To better explain my thoughts, I went to the bookshelf above my desk. My eyes were drawn to books by Christian Cameron, a favourite writer of mine. He opens Tyrant, his first novel, with the lines:
The sky above the dust was blue. In the distance, far out over the plain, mountains rose in lavender and purple, the most distant capped red by the setting sun. Up there in the aether, all was peace. An eagle, best of omens, turned a lazy circle to his right. Closer, less auspicious birds circled.
Magnificent! I can remember when I first started reading this book. In fifty-five words, Cameron had me. I could see a large plain, with mountains on the horizon, the tops of which are coated crimson, the colour of blood. A clear sky above ― peaceful-looking, but with birds that signified both good luck and bad. An as-yet-unnamed protagonist bore witness to this scene and I wanted to read more. This paragraph may look simple but I think one can find within its lines all that is necessary in the opening of a novel.
Know your period well.

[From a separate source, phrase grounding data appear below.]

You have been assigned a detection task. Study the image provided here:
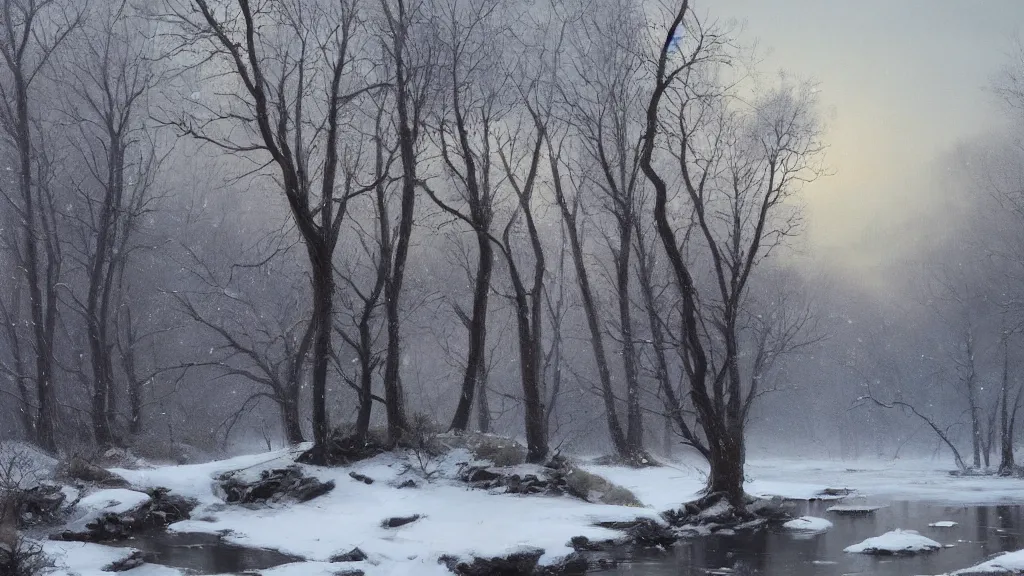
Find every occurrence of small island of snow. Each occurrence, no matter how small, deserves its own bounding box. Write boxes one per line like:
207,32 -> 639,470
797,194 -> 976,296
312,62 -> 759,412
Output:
782,516 -> 833,532
844,529 -> 941,555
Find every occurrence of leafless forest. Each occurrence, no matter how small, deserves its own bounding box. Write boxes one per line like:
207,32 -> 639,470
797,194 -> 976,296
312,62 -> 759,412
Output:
3,0 -> 1024,503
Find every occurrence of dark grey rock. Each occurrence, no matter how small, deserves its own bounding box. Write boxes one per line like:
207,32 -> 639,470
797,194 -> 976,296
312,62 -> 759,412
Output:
348,472 -> 374,485
330,547 -> 368,562
381,515 -> 422,528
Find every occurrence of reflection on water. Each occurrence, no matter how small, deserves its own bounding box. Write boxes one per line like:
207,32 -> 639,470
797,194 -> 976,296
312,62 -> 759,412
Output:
109,532 -> 301,574
598,501 -> 1024,575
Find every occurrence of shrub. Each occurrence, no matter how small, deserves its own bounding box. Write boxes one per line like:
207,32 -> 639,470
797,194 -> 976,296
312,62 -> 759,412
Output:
0,537 -> 50,576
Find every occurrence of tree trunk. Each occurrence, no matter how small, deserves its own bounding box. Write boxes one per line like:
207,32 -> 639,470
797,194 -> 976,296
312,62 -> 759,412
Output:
355,330 -> 374,442
450,232 -> 493,432
13,69 -> 56,452
545,322 -> 563,432
476,371 -> 491,433
280,390 -> 304,445
1000,339 -> 1015,474
86,179 -> 117,447
616,223 -> 643,459
309,246 -> 334,454
548,153 -> 629,460
381,1 -> 417,445
514,295 -> 547,462
128,377 -> 143,436
707,430 -> 745,506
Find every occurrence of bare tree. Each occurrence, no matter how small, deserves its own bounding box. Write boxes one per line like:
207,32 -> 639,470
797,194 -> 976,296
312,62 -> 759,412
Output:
639,2 -> 824,505
334,101 -> 398,442
494,102 -> 549,462
421,0 -> 505,433
159,0 -> 383,461
548,0 -> 653,463
172,235 -> 310,444
0,0 -> 83,451
375,0 -> 436,444
55,0 -> 161,447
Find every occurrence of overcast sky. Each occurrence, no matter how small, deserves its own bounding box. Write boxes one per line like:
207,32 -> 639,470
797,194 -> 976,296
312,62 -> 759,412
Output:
707,0 -> 1024,282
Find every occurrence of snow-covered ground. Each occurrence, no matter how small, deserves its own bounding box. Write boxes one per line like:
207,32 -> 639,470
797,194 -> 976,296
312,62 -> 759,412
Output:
97,446 -> 659,575
35,448 -> 1024,575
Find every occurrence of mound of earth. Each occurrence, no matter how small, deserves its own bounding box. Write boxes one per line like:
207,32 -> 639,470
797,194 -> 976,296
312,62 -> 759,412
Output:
218,465 -> 335,505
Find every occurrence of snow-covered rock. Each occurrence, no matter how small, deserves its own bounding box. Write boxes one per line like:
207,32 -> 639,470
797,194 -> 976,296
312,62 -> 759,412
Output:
844,529 -> 941,555
782,516 -> 833,532
76,489 -> 151,516
952,549 -> 1024,574
930,520 -> 958,528
66,488 -> 151,532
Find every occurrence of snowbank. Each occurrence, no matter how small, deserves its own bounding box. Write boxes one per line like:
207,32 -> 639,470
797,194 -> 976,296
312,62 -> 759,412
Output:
581,463 -> 705,511
953,549 -> 1024,574
844,529 -> 941,555
40,540 -> 185,576
782,516 -> 833,532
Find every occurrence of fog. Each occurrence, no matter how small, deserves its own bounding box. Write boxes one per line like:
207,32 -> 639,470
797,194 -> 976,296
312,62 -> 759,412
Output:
2,0 -> 1024,478
716,0 -> 1024,283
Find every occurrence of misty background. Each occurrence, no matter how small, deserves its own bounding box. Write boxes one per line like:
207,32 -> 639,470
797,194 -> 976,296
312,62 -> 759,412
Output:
2,0 -> 1023,468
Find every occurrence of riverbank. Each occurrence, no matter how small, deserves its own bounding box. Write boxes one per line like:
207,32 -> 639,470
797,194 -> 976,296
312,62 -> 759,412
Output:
26,444 -> 1024,575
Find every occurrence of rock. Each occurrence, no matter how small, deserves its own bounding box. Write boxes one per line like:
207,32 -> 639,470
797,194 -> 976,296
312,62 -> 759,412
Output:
440,548 -> 543,575
440,548 -> 585,575
219,466 -> 335,505
348,472 -> 374,485
569,536 -> 609,552
330,547 -> 368,562
103,550 -> 145,572
396,479 -> 418,489
626,518 -> 676,548
66,457 -> 130,488
381,514 -> 421,528
466,468 -> 501,483
12,484 -> 67,527
596,519 -> 675,548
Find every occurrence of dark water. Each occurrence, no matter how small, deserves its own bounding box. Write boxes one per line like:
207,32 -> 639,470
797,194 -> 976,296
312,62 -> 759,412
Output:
597,501 -> 1024,575
109,532 -> 301,574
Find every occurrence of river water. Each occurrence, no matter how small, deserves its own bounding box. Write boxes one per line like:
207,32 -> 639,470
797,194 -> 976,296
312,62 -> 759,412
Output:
596,500 -> 1024,575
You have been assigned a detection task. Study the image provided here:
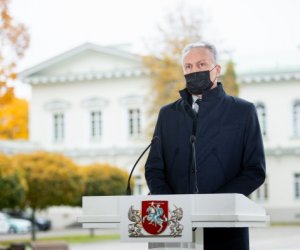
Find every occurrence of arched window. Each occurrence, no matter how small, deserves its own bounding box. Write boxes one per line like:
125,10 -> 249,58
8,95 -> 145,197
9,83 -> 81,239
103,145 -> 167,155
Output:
53,113 -> 64,142
81,97 -> 108,142
44,100 -> 70,143
119,95 -> 144,139
295,173 -> 300,199
293,101 -> 300,137
256,103 -> 267,136
128,108 -> 141,137
90,111 -> 102,140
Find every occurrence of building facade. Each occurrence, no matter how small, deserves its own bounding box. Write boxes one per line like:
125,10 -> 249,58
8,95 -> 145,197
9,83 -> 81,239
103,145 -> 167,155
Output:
19,43 -> 152,195
239,70 -> 300,222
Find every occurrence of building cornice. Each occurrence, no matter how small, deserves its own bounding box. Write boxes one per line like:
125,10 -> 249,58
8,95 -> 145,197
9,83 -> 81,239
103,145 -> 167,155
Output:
0,140 -> 41,154
2,140 -> 300,158
23,68 -> 150,85
54,146 -> 300,158
0,141 -> 148,157
265,147 -> 300,156
59,146 -> 148,158
238,71 -> 300,84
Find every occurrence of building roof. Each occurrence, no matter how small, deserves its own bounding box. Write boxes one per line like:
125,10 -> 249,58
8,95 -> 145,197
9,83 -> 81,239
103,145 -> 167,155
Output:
19,42 -> 149,85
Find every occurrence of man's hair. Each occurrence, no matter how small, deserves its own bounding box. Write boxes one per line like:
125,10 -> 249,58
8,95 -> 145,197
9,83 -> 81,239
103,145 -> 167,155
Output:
181,41 -> 218,65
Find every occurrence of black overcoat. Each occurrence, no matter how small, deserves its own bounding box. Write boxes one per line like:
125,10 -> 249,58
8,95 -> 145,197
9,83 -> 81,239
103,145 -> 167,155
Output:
145,83 -> 266,250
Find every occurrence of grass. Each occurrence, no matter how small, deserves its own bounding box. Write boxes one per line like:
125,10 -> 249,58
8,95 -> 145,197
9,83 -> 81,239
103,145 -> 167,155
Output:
270,222 -> 300,227
0,234 -> 119,247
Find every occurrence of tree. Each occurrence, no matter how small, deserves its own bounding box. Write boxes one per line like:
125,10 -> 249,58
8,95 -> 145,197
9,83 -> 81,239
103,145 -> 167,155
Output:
0,0 -> 30,139
13,151 -> 83,241
0,153 -> 26,209
142,5 -> 204,134
0,0 -> 30,104
81,163 -> 129,197
0,96 -> 28,139
221,60 -> 239,96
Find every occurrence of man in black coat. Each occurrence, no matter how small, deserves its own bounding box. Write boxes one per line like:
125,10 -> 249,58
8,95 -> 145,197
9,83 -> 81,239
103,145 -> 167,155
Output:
145,41 -> 266,250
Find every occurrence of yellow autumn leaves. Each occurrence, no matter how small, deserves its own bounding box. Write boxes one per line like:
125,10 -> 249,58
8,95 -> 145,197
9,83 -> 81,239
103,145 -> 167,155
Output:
0,96 -> 28,139
0,0 -> 30,140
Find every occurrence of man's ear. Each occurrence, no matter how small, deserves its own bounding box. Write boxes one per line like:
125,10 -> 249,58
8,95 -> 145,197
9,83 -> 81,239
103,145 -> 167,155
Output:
216,64 -> 221,74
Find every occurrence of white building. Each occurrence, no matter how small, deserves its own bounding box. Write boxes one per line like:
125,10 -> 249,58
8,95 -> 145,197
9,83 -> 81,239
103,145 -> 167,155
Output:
2,43 -> 300,224
19,43 -> 152,195
239,70 -> 300,223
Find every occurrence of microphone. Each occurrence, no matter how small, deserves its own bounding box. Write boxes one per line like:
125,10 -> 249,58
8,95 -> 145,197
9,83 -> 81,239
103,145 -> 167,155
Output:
190,135 -> 196,144
125,136 -> 159,195
190,135 -> 199,194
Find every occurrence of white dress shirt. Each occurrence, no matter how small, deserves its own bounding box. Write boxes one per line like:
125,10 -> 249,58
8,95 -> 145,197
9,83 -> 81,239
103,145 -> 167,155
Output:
192,95 -> 202,113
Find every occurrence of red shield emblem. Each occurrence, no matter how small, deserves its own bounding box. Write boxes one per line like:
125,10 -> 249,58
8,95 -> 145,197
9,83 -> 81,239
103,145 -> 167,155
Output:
142,200 -> 168,235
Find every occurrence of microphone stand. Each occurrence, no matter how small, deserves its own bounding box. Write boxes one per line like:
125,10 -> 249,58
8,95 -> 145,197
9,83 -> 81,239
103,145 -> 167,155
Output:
190,135 -> 199,194
125,136 -> 158,195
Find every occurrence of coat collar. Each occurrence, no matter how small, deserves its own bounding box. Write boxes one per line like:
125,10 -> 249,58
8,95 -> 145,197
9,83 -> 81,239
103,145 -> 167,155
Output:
179,82 -> 225,104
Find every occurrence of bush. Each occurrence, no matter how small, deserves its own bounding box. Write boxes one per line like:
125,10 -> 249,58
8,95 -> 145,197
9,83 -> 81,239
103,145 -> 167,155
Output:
81,163 -> 129,196
13,151 -> 84,209
0,153 -> 25,209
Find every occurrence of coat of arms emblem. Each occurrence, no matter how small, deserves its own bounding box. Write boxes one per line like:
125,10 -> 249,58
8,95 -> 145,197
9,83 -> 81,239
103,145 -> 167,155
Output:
128,200 -> 184,238
142,200 -> 168,234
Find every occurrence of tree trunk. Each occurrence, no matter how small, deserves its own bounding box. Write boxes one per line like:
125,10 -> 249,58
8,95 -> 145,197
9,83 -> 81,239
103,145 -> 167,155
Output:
31,208 -> 36,241
89,228 -> 95,237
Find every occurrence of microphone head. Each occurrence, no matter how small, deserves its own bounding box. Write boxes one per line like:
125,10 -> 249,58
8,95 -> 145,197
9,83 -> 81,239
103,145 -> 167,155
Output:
190,135 -> 196,144
152,136 -> 160,142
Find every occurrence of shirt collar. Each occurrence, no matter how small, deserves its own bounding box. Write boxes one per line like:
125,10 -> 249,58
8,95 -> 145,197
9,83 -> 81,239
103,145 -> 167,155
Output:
179,82 -> 225,104
192,95 -> 201,103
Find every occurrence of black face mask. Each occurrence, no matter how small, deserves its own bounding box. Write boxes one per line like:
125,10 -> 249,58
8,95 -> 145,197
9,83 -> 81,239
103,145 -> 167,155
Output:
184,66 -> 216,95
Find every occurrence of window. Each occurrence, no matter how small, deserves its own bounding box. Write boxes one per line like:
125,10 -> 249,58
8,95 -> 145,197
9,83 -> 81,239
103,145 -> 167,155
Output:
256,103 -> 267,136
90,111 -> 102,140
295,174 -> 300,199
134,175 -> 143,195
252,177 -> 268,202
128,108 -> 141,137
53,113 -> 64,142
293,102 -> 300,137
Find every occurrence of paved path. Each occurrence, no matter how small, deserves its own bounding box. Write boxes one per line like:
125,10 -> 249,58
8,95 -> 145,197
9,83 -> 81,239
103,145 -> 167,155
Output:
70,226 -> 300,250
250,226 -> 300,250
70,241 -> 148,250
1,227 -> 300,249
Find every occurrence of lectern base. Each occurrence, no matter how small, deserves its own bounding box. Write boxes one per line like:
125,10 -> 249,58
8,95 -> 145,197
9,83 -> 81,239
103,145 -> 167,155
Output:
148,228 -> 203,250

Read novels set in that time period by authors that you admire but also by those whose work you do not like. Pick your scene – make it one that would interest almost anyone. Write out the scene blow by blow. Choose your opening line with great care. Write the first page and then the chapter without losing your momentum through too much editing. Return to the first page and edit it. Then edit it again and again and again. And again. Go back to the rest of the novel, and work on that but return to your opening scene at regular intervals to see how it reads. Be prepared to continue editing it or even rewriting it for some time. Remember, it is this scene that will sell your novel to an agent, a publishing house or a reader.